Thompson appears no better than a borderline NFL player, with a 66 passer rating in nine appearances.

Yes, every team passed on Purdy. But only the Dolphins selected another quarterback in the seventh round that year.

The Tagovailoa extension. This was not a question of whether Tagovailoa deserved a lucrative new contract; his play the past two years likely warranted one, even though he has struggled against nemesis Buffalo.

But as I said repeatedly on the Dolphins In Depth podcast, an extension was too risky because of Tagovailoa’s history of head injuries.
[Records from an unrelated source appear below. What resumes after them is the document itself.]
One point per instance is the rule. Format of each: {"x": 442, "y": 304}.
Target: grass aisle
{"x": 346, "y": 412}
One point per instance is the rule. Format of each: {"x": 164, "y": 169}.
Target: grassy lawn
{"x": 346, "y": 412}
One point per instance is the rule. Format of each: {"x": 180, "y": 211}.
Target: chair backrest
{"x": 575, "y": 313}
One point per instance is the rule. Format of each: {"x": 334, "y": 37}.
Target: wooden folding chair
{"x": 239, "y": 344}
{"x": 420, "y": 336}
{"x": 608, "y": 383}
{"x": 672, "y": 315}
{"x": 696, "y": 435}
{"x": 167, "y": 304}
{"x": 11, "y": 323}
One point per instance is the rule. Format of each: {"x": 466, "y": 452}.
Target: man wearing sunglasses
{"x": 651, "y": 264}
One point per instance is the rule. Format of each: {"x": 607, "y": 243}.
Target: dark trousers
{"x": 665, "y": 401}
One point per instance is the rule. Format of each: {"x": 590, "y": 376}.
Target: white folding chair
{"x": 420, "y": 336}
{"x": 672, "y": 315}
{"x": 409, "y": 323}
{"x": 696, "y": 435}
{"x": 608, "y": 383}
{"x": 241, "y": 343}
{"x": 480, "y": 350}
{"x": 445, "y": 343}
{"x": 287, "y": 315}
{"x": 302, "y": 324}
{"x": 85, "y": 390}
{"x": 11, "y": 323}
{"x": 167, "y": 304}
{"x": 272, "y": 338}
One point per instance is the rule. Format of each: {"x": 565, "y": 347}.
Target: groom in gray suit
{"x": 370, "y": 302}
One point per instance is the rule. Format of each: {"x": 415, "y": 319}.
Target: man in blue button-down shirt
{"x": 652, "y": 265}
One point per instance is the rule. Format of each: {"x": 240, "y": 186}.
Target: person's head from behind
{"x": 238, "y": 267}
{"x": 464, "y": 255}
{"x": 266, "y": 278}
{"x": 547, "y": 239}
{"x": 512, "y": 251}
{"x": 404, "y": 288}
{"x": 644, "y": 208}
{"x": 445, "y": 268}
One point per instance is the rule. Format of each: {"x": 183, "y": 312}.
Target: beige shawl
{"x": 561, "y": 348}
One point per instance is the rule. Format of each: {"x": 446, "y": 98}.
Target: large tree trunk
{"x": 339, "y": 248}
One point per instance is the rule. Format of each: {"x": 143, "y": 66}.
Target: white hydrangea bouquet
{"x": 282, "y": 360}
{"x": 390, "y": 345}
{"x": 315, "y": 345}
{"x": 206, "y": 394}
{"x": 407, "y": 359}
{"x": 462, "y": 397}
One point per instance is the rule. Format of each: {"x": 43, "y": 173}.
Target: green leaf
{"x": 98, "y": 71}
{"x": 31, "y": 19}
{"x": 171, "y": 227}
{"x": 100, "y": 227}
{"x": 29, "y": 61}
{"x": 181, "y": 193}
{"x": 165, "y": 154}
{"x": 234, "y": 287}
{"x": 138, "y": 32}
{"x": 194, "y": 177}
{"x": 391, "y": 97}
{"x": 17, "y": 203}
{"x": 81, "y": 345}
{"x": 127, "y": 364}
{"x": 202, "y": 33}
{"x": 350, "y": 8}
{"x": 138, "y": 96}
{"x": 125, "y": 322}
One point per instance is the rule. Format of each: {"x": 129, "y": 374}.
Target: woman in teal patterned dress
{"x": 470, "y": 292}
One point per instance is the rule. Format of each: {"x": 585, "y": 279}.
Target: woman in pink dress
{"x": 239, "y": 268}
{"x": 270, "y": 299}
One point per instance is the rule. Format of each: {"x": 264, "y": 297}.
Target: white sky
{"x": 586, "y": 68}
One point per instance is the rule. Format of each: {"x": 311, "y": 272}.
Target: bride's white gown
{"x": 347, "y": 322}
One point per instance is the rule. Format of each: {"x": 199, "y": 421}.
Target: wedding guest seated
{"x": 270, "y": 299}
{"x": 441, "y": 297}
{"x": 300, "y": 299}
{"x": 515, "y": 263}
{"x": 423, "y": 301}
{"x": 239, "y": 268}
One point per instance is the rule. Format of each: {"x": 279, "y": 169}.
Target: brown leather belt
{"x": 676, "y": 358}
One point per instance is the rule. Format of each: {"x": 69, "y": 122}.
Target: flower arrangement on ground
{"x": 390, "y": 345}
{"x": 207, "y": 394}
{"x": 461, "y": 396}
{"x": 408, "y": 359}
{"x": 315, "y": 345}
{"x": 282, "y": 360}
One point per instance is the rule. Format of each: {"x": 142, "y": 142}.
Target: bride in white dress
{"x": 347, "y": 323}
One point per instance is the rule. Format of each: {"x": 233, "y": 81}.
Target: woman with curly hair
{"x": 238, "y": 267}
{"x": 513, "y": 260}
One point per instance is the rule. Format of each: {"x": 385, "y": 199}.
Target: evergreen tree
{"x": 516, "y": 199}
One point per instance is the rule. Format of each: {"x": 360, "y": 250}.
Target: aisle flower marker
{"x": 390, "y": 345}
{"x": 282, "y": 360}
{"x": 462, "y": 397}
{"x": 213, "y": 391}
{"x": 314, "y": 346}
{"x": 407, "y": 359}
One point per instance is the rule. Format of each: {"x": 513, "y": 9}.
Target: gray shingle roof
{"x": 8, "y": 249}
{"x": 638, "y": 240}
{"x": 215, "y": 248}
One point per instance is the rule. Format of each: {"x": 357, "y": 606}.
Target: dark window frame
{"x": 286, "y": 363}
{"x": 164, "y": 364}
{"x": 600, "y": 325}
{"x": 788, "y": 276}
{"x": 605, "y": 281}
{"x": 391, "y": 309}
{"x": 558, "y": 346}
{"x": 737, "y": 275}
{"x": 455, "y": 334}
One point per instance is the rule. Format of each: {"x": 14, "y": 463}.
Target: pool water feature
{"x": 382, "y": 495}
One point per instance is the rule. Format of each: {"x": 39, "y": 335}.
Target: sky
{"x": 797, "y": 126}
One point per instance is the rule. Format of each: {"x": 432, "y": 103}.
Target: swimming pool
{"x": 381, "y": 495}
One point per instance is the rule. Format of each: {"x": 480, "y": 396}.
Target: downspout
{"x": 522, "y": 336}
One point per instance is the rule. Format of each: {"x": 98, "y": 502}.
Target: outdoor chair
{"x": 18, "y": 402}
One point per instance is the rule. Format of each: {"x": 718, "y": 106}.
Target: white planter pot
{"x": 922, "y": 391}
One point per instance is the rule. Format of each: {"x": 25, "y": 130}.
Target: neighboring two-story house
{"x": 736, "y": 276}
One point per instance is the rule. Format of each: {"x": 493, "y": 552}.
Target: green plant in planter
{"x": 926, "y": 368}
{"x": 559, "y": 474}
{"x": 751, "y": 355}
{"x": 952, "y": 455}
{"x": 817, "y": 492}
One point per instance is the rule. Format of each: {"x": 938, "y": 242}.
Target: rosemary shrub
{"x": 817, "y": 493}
The Dolphins could have gone year-to-year with Tagovailoa through 2026. The only downside would have been potentially paying a bit more later, with somewhat larger cap hits.

But the risk of the extension, in our view, was too great because of financial consequences. If the Dolphins eventually want to move on from Tagovailoa because of concussions, the dead money cap hit on his four-year, $212 million extension would be at least $84 million, severely handicapping the team’s ability to replace him or augment other positions.

Perhaps signing Tyler Huntley — and not pursuing Ryan Tannehill — will work out better than the half dozen or so aforementioned decisions, every one of which the Dolphins assuredly would reverse if they could go back in time. (Even if the Dolphins still wanted to extend Tagovailoa, the cost would be considerably cheaper now after the latest concussion.)

The Dolphins can blame misfortune, if they wish, for their predicament at quarterback. But if they want to blame someone or something, they should start by blaming themselves, for regrettable decisions involving most everything else at the position.